Make sure your position supports part-time work.
This is an important first step to take before moving forward with your plan. Not all jobs have duties that can be performed by one person on a part-time basis. Also, not all companies are willing to hire someone to take on responsibilities that you can no longer handle. It’s important to start a clear dialogue with your employer to make sure your part-time goal is achievable. It can be helpful to have an idea of how long you want to work, what responsibilities you want to keep, and which you want to give up.
Check your benefits
Full employment has a number of advantages. It’s important to make sure you still have the coverage you need after switching to part-time work. For example, if you need a certain level of health coverage, it would be wise to make sure you still have it if you go to work part-time. Some other benefits that your transition can often affect are 401(k) plans, vacation days, sick leave, and life insurance options. If you see some of the benefits you want to keep changing, you can also look into getting them independently. For example, an individual life insurance the plan may offer more coverage than your employer.
Make sure your budget works
To state the obvious, if you choose to work fewer hours, you will earn less money.

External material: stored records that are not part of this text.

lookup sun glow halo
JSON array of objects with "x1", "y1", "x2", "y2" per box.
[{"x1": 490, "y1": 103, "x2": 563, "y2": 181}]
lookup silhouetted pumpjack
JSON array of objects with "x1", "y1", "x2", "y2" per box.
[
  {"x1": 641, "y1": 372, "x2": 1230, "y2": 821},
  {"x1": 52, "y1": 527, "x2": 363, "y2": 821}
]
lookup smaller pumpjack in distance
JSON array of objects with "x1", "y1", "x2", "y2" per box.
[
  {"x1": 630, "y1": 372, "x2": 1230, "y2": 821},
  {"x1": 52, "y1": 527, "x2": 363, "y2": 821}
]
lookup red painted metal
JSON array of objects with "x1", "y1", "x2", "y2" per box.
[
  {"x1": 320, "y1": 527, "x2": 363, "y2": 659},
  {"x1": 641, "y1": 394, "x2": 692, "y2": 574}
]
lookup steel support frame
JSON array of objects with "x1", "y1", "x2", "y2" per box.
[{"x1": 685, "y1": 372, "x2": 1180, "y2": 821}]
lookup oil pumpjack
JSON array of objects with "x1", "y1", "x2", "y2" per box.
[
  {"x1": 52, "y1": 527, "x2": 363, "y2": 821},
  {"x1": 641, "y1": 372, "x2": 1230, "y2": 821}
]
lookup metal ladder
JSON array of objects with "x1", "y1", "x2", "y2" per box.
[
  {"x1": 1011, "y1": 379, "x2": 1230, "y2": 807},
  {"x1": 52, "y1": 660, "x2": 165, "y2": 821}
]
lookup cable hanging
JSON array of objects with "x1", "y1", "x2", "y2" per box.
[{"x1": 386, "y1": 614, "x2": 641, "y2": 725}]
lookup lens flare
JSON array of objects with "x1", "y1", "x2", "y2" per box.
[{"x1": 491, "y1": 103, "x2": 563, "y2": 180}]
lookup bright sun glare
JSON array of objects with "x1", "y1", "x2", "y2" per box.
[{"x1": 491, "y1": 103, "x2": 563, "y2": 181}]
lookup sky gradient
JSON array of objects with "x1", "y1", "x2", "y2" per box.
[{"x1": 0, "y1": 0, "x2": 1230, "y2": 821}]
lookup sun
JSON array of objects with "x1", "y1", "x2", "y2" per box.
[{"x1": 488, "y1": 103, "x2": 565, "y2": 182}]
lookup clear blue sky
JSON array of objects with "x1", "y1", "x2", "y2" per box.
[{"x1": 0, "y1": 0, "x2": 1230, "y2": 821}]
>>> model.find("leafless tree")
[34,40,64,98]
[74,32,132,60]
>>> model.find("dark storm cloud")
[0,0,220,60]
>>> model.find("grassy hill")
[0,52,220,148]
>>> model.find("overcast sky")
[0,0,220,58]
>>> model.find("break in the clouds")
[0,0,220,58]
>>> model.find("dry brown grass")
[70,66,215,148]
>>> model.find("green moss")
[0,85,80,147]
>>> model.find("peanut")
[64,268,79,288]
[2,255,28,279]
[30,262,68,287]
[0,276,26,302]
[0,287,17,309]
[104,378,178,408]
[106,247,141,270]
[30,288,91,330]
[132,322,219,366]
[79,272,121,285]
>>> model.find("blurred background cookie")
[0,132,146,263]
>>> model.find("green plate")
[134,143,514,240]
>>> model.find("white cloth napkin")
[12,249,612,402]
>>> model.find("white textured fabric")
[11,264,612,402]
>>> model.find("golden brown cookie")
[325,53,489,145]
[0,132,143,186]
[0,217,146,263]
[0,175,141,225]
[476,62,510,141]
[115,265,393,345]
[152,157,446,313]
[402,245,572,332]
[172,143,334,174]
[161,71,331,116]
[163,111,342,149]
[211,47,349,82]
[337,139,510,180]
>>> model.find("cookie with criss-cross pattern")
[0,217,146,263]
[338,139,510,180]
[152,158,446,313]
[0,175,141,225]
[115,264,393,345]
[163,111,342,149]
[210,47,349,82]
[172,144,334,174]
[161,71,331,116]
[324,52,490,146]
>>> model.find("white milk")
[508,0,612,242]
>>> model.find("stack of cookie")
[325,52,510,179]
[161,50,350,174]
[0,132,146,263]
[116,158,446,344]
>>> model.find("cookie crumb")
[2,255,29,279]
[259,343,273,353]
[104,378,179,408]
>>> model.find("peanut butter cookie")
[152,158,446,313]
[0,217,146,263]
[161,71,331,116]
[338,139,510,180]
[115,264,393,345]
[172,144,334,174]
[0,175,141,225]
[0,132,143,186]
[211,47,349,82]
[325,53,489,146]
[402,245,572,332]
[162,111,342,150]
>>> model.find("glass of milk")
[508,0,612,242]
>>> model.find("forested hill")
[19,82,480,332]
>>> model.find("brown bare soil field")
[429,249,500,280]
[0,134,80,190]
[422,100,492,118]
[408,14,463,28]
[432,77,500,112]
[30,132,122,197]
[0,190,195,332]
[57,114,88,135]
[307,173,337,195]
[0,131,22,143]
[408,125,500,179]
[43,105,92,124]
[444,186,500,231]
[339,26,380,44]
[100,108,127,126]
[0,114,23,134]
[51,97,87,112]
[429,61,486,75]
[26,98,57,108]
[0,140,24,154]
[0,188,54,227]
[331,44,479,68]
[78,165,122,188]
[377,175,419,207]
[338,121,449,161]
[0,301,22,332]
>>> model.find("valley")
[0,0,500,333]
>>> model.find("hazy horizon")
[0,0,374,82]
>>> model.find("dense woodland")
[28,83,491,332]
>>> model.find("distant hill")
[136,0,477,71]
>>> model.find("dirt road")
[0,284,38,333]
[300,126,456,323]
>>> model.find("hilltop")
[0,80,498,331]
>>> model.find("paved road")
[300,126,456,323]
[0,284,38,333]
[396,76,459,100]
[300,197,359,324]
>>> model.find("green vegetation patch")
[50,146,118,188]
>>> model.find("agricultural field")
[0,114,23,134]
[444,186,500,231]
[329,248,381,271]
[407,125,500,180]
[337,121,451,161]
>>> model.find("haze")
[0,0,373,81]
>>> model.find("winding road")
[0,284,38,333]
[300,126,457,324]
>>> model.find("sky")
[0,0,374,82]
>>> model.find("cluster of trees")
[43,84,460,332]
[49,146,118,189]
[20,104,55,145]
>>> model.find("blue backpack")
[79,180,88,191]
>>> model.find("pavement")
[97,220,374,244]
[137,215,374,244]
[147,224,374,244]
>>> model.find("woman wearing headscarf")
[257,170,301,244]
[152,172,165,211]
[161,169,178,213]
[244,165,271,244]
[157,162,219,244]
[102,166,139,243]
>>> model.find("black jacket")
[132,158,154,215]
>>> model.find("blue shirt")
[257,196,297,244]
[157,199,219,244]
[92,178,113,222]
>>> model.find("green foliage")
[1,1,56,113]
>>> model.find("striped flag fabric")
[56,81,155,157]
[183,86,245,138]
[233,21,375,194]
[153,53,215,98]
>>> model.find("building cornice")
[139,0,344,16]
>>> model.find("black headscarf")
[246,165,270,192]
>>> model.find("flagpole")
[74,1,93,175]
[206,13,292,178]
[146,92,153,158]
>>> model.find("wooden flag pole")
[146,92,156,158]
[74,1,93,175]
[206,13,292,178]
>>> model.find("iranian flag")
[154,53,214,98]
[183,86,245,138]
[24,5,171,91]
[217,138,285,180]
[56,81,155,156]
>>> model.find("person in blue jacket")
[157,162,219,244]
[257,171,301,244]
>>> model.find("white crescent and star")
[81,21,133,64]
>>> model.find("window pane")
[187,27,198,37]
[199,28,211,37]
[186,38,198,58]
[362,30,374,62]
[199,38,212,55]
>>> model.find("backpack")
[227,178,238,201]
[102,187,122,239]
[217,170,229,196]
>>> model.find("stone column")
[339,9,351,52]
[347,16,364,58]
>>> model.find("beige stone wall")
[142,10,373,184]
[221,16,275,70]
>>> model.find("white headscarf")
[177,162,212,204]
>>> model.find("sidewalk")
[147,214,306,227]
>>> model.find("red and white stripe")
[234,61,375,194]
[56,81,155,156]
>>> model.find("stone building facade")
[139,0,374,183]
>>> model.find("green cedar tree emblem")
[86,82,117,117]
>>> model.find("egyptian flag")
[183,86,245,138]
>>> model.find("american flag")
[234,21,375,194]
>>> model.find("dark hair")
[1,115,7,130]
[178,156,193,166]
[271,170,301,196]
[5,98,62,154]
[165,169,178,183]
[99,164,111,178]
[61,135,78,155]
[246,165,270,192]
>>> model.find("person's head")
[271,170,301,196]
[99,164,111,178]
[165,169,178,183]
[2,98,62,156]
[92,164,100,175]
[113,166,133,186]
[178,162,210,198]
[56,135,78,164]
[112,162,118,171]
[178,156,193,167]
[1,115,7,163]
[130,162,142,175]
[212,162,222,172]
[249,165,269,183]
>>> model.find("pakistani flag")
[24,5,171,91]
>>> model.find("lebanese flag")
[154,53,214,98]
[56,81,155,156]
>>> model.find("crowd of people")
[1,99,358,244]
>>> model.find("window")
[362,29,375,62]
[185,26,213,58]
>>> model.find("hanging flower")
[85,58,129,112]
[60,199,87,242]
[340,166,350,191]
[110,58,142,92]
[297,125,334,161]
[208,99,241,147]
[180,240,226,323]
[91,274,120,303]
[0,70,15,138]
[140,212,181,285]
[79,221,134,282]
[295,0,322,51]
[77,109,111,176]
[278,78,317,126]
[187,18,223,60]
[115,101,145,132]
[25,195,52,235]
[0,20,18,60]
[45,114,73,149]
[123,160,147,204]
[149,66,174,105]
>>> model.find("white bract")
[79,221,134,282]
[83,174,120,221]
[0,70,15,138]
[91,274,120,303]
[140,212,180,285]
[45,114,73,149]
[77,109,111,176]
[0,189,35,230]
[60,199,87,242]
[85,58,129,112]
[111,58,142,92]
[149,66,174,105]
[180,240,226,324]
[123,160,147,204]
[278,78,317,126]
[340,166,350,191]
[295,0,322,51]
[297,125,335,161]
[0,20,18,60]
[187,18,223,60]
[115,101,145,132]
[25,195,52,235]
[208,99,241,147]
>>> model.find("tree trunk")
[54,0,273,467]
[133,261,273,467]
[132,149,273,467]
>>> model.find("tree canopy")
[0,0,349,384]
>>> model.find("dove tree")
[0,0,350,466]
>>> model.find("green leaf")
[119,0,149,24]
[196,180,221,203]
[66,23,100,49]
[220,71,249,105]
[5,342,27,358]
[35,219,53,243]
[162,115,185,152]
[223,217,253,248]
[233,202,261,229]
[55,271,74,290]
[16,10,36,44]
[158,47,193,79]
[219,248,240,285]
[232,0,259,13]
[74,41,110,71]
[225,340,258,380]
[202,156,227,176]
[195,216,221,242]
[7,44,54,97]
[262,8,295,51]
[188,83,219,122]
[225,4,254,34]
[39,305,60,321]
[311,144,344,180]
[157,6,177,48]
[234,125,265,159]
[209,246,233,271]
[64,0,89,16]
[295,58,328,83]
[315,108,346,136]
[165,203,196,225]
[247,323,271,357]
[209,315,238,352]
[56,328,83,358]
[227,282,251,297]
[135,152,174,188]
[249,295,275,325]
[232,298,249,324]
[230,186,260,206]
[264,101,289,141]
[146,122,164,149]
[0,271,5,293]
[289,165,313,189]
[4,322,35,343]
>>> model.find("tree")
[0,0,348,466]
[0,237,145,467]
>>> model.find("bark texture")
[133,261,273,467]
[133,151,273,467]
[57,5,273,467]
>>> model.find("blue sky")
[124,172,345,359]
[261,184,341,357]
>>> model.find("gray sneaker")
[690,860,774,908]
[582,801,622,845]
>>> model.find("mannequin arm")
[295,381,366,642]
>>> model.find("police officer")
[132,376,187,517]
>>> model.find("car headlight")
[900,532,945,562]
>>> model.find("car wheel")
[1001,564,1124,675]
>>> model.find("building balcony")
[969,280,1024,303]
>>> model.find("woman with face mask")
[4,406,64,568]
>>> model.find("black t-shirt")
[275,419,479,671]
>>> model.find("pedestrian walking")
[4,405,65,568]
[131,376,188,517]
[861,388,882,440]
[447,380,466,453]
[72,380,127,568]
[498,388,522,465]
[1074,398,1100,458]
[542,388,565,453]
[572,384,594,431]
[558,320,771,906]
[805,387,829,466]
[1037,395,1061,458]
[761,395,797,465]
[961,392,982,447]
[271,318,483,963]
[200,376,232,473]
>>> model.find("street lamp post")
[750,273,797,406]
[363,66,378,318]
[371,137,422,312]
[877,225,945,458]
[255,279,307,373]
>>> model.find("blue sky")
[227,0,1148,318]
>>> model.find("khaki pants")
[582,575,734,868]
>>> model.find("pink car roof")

Once you know what your new income will be, it’s important to include it in your current or planned budget to make sure you can still work towards your personal and financial goals.
Make a transition plan with boundaries
When you transition to a part-time job, it is a good idea to outline all of your tasks and responsibilities. Be clear about what else you can do. Also, understand that you will need to pass it on to someone else. Also, determine how many hours you plan to work. It helps both you and your employer to be realistic and honest. If your employer has to hire someone to take on some of your initial tasks, it may be important for you to train them.
Get it in writing
By making these preparations, everyone will have a clear understanding of what your new role will be. You will also set boundaries and expectations for your participation level. It is also a good idea to accompany any personal conversations about roles and responsibilities with a formal email, agreement, and schedule that can be verified. This is even if it’s just for your own peace of mind!